Potential biologic mechanisms underlying the epidemiologic association encompass the neutralizing activity of natural anti‐A against SARS‐CoV spike protein 6 and/or the known impact of non‐O blood groups on von Willebrand factor levels, which predisposes to thrombotic disorders.7, 8 Consistently with the latter hypothesis, carriage of blood group A was previously associated with development of acute respiratory distress syndrome after severe sepsis and major trauma. 9 The secretor ABO phenotype has also been robustly linked to protection against other RNA virus infections affecting mucous membranes, namely, rotaviruses and enteroviruses. 10 Therefore, we next assessed the impact of the rs601338 G>A FUT2 variant, the main determinant of nonsecretor phenotype in Europeans, on the main study outcomes in the models reported in Table 1. Although the variant was not associated with development of severe COVID‐19 with respiratory failure (P = .62), it protected against the requirement of mechanical ventilation and ICU admission (adjusted OR, 0.57; 95% CI, 0.37‐0.87; P = .007). This was related to a specific interaction and protection in carriers of blood group A (P = .035). Although there was no significant association with the risk of thrombotic events (stroke, myocardial infarction, and venous thromboembolism), remarkably the nonsecretor phenotype was associated with lower in‐hospital mortality (adjusted OR, 0.53; 95% CI, 0.32‐0.83; P = .014). Mortality data according to O vs non‐O blood group and rs601338 variant are shown in Figure 1. Therefore, secretion of A/B antigens may promote COVID‐19 progression, but further studies will be necessary to confirm the protective effect of nonsecretor phenotype.
FIGURE 1.
Association between FUT2 rs601338 G>A variant (encoding for the nonsecretor phenotype) and in‐hospital mortality (% values) among 409 patients with severe COVID‐19 with respiratory failure, for whom complete data and follow‐up were available.
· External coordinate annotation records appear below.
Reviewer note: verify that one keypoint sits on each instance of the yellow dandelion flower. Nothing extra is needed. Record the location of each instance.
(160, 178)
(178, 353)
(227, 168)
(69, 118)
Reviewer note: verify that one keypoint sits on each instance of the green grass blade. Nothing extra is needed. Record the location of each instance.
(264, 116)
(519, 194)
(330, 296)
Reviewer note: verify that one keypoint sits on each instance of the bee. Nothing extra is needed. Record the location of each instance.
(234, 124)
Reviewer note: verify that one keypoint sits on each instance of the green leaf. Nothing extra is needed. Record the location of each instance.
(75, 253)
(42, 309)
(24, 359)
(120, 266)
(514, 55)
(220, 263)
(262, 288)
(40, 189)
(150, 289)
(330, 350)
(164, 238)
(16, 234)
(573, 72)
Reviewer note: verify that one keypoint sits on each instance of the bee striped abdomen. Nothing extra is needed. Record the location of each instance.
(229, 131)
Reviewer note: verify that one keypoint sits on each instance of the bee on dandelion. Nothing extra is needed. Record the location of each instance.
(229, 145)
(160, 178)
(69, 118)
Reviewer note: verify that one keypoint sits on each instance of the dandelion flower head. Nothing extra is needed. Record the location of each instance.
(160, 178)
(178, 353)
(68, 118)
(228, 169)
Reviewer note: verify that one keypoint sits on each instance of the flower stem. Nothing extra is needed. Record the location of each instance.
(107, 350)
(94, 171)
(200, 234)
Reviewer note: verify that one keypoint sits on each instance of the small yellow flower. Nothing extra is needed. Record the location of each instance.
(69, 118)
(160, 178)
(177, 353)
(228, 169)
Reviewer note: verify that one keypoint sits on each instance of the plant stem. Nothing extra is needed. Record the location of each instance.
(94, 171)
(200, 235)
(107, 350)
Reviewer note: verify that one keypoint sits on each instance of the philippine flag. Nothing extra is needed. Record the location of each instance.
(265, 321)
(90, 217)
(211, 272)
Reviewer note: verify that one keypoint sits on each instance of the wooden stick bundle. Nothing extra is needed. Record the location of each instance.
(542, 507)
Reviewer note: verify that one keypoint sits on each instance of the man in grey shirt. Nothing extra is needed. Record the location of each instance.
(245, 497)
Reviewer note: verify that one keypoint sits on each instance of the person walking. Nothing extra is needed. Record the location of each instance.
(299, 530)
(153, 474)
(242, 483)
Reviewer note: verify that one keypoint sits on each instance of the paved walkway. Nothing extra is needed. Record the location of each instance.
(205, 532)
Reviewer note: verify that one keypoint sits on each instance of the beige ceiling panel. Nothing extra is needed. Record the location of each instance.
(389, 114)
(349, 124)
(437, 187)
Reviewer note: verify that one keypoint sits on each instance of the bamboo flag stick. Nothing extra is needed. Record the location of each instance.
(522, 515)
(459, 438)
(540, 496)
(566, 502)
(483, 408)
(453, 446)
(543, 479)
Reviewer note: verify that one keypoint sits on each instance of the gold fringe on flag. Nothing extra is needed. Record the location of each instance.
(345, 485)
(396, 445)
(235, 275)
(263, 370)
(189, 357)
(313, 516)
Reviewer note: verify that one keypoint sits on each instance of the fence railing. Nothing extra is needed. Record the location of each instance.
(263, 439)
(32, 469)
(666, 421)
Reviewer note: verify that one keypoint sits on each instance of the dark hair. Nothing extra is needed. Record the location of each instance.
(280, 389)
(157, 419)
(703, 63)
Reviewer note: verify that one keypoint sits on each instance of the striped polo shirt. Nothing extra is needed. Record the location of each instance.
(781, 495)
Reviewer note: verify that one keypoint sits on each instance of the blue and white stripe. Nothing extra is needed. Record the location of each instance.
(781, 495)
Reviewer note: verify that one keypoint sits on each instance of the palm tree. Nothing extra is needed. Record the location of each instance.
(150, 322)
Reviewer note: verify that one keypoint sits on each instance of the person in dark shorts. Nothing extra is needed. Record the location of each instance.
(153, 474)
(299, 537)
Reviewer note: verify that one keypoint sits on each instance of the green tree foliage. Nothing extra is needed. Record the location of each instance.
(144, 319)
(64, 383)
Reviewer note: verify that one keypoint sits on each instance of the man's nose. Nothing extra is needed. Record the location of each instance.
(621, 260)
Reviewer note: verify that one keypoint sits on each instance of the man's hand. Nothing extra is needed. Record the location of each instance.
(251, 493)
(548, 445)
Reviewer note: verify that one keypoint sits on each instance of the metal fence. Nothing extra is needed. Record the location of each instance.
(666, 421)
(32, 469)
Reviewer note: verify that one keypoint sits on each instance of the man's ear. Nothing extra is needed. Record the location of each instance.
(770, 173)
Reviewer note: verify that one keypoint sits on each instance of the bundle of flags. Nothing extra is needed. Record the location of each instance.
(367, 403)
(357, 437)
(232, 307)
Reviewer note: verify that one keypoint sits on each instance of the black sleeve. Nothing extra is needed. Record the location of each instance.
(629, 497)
P = .007 for the impact of the A variant on mortality in group non‐O patients; P = NS in group O patients
These data are consistent with the hypothesis that carriage of non‐O blood groups predisposes to severe COVID‐19 with respiratory failure in European individuals and that the secretor phenotype may moderate disease progression. However, we definitively agree with Dzik and colleagues that additional studies, taking into account genetic and acquired cofactors, are required to confirm the association of ABO blood group and the secretor phenotype with the risk of COVID‐19 worldwide and to investigate the underlying mechanisms and the possible translational implications.
CONFLICT OF INTEREST
The authors declare no potential conflict of interest.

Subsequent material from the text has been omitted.